Pierre Andreani, Hormis la joie suivi de Neufs sonnets parallèles

Heau­ton­ti­mo­rou­me­nos

Pierre Andreani pro­pose ici une allé­go­rie de la créa­tion. Le corailleur emprunte quelques traits à Orphée : le mes­sage essen­tiel de la poé­sie n’est-il pas la nuit de l’être afin d’y trou­ver le cœur de la vie ? De creu­ser la nuit afin qu’elle ne nous englou­tisse, et ne se referme sur nous ?
Mais dans cet empê­che­ment et un en même temps non macro­niste, celles et ceux qui entrent dans ce livre — pro­vo­ca­teur et d’une rage nihi­liste — pénètrent dans un nou­vel Enfer de Dante et aban­donnent tout espoir.

Néan­moins, les mots font ce que la vie ne peut pas. Le texte est Jésuve et Vésuve. Il per­met de voguer là où la langue et l’existence se plaisent à dérailler. Divers liens se défont dans une belle déroute.
A un tel texte s’annexent pour fer­mer le banc Neufs son­nets paral­lèles d’une voix aussi sin­gu­lière. Ils rameutent des figures mythiques révi­sées dans la bonne direc­tion : à savoir la déri­sion sous fausse fac­ture classique.

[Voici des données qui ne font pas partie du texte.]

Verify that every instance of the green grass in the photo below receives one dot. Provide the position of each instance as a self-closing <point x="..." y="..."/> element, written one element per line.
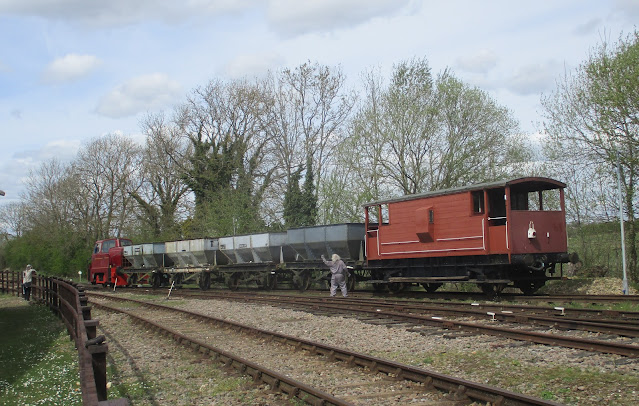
<point x="38" y="362"/>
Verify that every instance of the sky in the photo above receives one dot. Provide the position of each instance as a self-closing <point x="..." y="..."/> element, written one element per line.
<point x="75" y="70"/>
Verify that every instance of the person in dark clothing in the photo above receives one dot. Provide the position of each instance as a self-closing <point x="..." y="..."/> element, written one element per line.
<point x="339" y="272"/>
<point x="27" y="279"/>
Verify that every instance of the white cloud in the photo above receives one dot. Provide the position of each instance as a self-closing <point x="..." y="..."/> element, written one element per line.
<point x="293" y="17"/>
<point x="253" y="65"/>
<point x="481" y="62"/>
<point x="588" y="27"/>
<point x="120" y="12"/>
<point x="142" y="93"/>
<point x="70" y="67"/>
<point x="534" y="78"/>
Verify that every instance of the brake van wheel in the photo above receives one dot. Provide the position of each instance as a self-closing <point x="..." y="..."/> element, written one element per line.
<point x="350" y="283"/>
<point x="431" y="287"/>
<point x="205" y="280"/>
<point x="270" y="281"/>
<point x="234" y="281"/>
<point x="156" y="280"/>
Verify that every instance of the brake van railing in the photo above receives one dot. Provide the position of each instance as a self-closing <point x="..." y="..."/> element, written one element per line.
<point x="70" y="303"/>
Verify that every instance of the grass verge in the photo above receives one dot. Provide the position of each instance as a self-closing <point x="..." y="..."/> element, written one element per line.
<point x="38" y="362"/>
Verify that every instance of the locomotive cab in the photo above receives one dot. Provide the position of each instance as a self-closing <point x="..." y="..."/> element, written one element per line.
<point x="106" y="259"/>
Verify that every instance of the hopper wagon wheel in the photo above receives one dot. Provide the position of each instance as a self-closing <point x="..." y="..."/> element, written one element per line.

Mais avant, le monde mer­veilleux aura subi tout ce qu’il faut d’avanies inter­pré­ta­tives. Et ce, dès les pre­miers vers où un “Ô gravé, pré­senté, l’accent,/ hache à coude ren­versé” se met à tordre les tuyaux du lan­gage, ses délices et ses orgues. Se crée un bric-à-brac ou maga­sin de curio­sité gro­tesque et effrayant qui engendre le rire.  Tout se mêle sans jauge réduite.
Citons — mais qu’entre autres — en un tel rituel : “cadres, savons, poudre de sani­taire, tubules, diacres” dont Andreani devient druide sur son radeau qui méduse de ses désacralisations.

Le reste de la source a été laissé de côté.